Yavuz konuşmasını kendisi kesti İdil’e doğru bakıyordu. Bir anda bir ses ile irkildiler, bir ıslık sessine benziyordu. Yavuz önce silahına doğru baktı ama silahı çok uzaktaydı ses daha yakına doğru geliyordu. İkisi de ayağa kalktılar İdil Yavuz’un arkasına geçti. Masanın üzerinde duran bıçağı aldı ve sadece bekliyordu.
Bir ses ile bir daha irkildiler.
“Beni öldürmek bu kadar kolay değil.” dediği gibi karşılarına çıktı Atilla. Her ikisi dillerini yutmuş gibiydiler. İdil Atilla’yı gördüğü gibi hemen bayıldı. Yavuz halen şoktaydı Atilla onlara doğru yaklaştıkça Yavuz geriye doğru hareket ediyordu. İdil’e bakmak için hareket ettiğinde elindeki bıçak ile koluna karnına doğru batırıyordu.

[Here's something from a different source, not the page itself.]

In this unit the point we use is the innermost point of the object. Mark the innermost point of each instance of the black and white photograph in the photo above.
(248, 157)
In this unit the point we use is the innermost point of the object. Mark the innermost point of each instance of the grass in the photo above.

“Yavuz dur İdil bayıldı, canımı yakmanın zamanı değil.” İdil’i yerden kaldırıp koltuğa doğru uzattı. Masanın üzerinde duran kolonyayı eline boşaltı, İdil’e koklattı. İdil yavaş yavaş kendisine geliyordu, Yavuz halen inanamıyordu elindeki bıçak ile ara ara Atilla’ya batıyordu. İdil gözlerini açtı Atilla daha fazla Yavuz’un bıçaklamasına dayanamadı elinin dersiyle yüzüne bir tokat indirdi. Yavuz yere düştü ama kendisine gelmişti. Atilla tekli koltuğa oturdu ceketini ve yeleğini çıkardı. Yavuz ve İdil ölü görmüş gibi bakıyorlardı Atilla’ya.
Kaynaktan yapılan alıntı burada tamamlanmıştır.